Кинг Джордан (King Jordan) занимается эволюцией транспозонов, что тематически связано с тем, что он со мной делал, но, с другой стороны, изучает генетику человеческих популяций, что с моими исследованиями совершенно не связано. Лиран Кармел (Liran Carmel) по образованию физик, а в том, что он делает в биоинформатике и геномике, он именно что мой ученик. С другой стороны, он полностью оторвался от того, что я делаю, и пошел в совершенно другую область — реконструкцию эпигенетического ландшафта древних, неандертальских и прочих, геномов — и в этом достиг многого и сделал себе, можно сказать, громкое имя. Это очень приятно.

— Аравинд?

— Аравинд (Aravind L. Iyer) — дело тонкое, потому что с самого начала я не очень многому его мог обучить, он уже очень многое понимал и знал. Чему-то я его, конечно, мог научить: как надо и не надо писать статьи. Но это было бы некоторое самопоздравлятельное утверждение говорить, что он мой ученик. Точно так же и Коля Гришин. Чему-то он, наверное, у меня научился, но, в общем, не столь многому.

— Но и не так долго учился?

— И не так долго. Аравинд дольше, точно. Конечно, есть люди, которые остаются со мной.

— Я понимаю, я про это специально не спрашивал.

— Аркадий Мушегян, конечно, тоже. Март Крупович (Mart Krupovic) в моей лаборатории был совсем недолго, только с визитом. Тем не менее я считаю его своим учеником и этим горжусь и радуюсь.

— Я думаю, что знаю ответ, но тем не менее: если бы вы что-то рассказывали Вадиму Израилевичу, что бы это было?

— Не поверите, но, во-первых, я недавно ему рассказывал про ту систему вирусов, о которой мы говорили раньше. И мы вместе с ним только что даже опубликовали что-то весьма этому родственное.

— Я угадал.

— Второе — еще одну вещь, в некотором смысле более глубокую, то, что я называю evolutionary entanglement. Как это переводится — запутывание, что ли? Как quantum entanglement…

— Да, запутывание.

— Ну вот, я ему рассказывал про запутывание эволюции генетических паразитов и мобильных элементов. Я это в каком-то смысле обнаружил, а в каком-то — осознал на примере CRISPR. Системы защиты сами по себе формируются из мобильных элементов или из их кусков, и наоборот: мобильные элементы рекрутируют многое из систем защиты. Это очень принципиальная вещь по поводу эволюции вообще.

— А дедушке Дарвину? Чтобы он понял.

— Хороший вопрос. Да он бы всё понял.

— Я тоже так думаю.

— Но что бы я хотел ему рассказать? Я еще не готов ему рассказывать. Вот если у нас получится теоретическая работа, которую мы пытаемся с Мишей Кацнельсоном и некоторыми другими людьми сделать — как кота пивом облить… Впрочем, конечно, я бы рассказал ему и про теорию происхождения сложности, про работы Майкла Линча (Michael Lynch) и вот это всё. Я думаю, что ему это схватить было бы очень нетрудно.

— Кота пивом?

— Это анекдот, весьма важный для понимания сути научной работы.
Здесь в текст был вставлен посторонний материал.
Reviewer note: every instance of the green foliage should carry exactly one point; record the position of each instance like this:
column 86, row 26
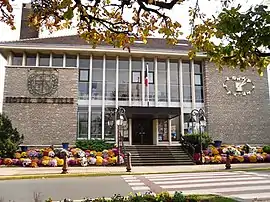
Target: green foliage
column 97, row 145
column 266, row 149
column 10, row 139
column 194, row 139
Компания господ офицеров, включая поручика Ржевского, весь день выполняет сложные задания государя императора — скачут на конях, жара, все офицеры в пыли. Тяжело, в общем. Наконец выполнили задание, слава богу, вздохнули немножко, остановились у трактира на ужин и ночлег, спешиваются. Неожиданно поручик Ржевский обращается к компании: «Господа офицеры, наши кони верно служили нам весь день. Что вы думаете о том, чтобы купить десять ящиков „Вдовы Клико“ и вымыть коней шампанским?» Но тут господин полковник: «Поручик, какая изумительная, блестящая идея, я с вами совершенно согласен, наши кони это заслужили. Одна проблема — поиздержались ведь и жалованье задерживают. Если у всех на одну бутылку хватит, и то хорошо». «…Эх, жаль, какая незадача. Ну давайте хоть кота пивом обольем?»

Мне, его, кстати, Миша Кацнельсон рассказал. Если из нашей работы все-таки получится нечто ближе к помывке коней «Вдовой Клико», чем к обливанию кота пивом, — вот об этом я бы и хотел Дарвину рассказать.